A informação foi transmitida por João Maria de Sousa, em Luanda, referindo-se aos contactos daquela Procuradoria com as autoridades portuguesas, sobre o processo ao agora ex-vice-Presidente de Angola, Manuel Vicente, acusado na Operação Fizz, em Portugal, de corrupção ativa mas que alega que não foi notificado e que continua a gozar de imunidade.
"Já tivemos várias abordagens. Numa primeira fase, o processo esteve quase a ser transmitido para as autoridades angolanas, as autoridades portuguesas depois fizeram um recuo, quando souberam que tinha sido publicada uma Lei da Amnistia em Angola. Daí para cá tem havido contactos, não só ao nível do Ministério Público, mas também ao nível do Estado, através do ministro da Justiça e dos Direitos Humanos", explicou o procurador, questionado pela Lusa à margem de um evento oficial em Luanda.
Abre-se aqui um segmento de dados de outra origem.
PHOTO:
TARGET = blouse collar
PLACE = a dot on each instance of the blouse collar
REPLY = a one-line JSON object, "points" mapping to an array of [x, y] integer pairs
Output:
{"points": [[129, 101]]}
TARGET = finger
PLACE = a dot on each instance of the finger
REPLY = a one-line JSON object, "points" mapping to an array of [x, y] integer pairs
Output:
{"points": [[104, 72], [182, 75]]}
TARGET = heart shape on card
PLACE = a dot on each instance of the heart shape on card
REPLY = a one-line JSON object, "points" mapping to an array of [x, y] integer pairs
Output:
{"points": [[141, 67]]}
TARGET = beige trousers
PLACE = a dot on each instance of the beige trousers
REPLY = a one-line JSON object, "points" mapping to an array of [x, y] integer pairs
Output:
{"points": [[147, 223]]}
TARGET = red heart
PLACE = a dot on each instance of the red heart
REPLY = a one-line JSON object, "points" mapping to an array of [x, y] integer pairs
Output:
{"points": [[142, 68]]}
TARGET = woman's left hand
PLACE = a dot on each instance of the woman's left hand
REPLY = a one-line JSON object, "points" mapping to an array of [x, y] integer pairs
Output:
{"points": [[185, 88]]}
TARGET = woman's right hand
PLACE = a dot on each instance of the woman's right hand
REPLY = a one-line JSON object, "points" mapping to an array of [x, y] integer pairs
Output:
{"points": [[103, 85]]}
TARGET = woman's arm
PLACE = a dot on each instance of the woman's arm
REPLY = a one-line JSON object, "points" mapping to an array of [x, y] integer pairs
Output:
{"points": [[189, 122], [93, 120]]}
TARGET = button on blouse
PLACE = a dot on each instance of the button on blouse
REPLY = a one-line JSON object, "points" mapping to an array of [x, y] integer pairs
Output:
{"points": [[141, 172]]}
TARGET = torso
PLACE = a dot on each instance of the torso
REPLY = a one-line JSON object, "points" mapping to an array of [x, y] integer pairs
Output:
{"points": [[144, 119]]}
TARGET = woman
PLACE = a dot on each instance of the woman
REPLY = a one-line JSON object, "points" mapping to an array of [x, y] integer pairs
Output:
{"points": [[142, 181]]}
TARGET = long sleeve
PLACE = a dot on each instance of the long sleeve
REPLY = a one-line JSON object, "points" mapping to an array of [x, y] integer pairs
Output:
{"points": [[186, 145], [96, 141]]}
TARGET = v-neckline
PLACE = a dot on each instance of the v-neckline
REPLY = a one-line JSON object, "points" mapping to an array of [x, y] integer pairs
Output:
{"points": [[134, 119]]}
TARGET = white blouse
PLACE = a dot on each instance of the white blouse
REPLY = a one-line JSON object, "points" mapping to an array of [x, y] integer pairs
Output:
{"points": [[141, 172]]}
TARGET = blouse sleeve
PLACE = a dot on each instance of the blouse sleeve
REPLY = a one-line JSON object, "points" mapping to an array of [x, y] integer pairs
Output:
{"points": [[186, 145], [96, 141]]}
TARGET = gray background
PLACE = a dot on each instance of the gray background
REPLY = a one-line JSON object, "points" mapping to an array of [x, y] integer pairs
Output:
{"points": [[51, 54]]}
Sob proposta do então chefe de Estado, José Eduardo dos Santos, o parlamento angolano aprovou em 2016 uma Lei da Amnistia, que entrou em vigor a 12 de agosto do mesmo ano, abrangendo todos os crimes comuns puníveis com pena de prisão até 12 anos cometidos por cidadãos nacionais ou estrangeiros até 11 de novembro de 2015, excetuando os de sangue.
Entretanto, José Eduardo dos Santos e Manuel Vicente cessaram funções a 26 de setembro, com a posse de João Lourenço e Bornito de Sousa, respetivamente como Presidente e vice-Presidente da República.
Contudo, o novo estatuto dos antigos Presidentes da República, que se aplica igualmente aos vice-presidentes, mantém a imunidade, sendo que no caso de Manuel Vicente, após cessar funções assumiu, a 28 de setembro, o cargo de deputado à Assembleia Nacional.
As autoridades angolanas chegaram a pedir um parecer ao Tribunal Constitucional, sobre o levantamento da imunidade a Manuel Vicente, mas, perante a indignação do Governo angolano, a justiça portuguesa avançou com o processo para julgamento.
Este processo tem motivado um agravamento da tensão nas relações entre os dois países, com críticas por parte das autoridades angolanas.
"Não pode deixar de ser sensível. Estamos perante um vice-Presidente da República que, na altura, podia até substituir o Presidente da República, não só nas situações de ausência ou de impedimento, mas até em situação de vacatura tem competência para levar o mandato de Presidente da República até ao final", explicou o procurador-geral angolano.
A procuradora-geral da República de Portugal disse no final de setembro que o Ministério Público (MP) daria resposta a todas as questões técnico-jurídicas processuais que sejam levantadas naquele processo.
Joana Marques Vidal confirmou que deu entrada na Procuradoria um pedido de parecer do primeiro-ministro, António Costa, sobre a situação processual de Manuel Vicente e que o mesmo foi distribuído e será "objeto de avaliação".
Quanto à possibilidade do futuro parecer do Conselho Consultivo da Procuradoria-Geral da República (PGR) se tornar, ou não, vinculativo para o procurador titular da Operação Fizz, a Joana Marques Vidal explicou que isso depende de decisões que vierem a ser tomadas, incluindo por si, pelo que "está tudo em aberto".
A defesa de Manuel Vicente não se conforma com a acusação e pronúncia do antigo presidente da petrolífera Sonangol no caso que envolve a alegada corrupção do procurador do DCIAP Orlando Figueira, invocando nulidades do processo e o facto de o dirigente angolano não ter sido notificado das graves imputações que lhe são feitas pelo MP português.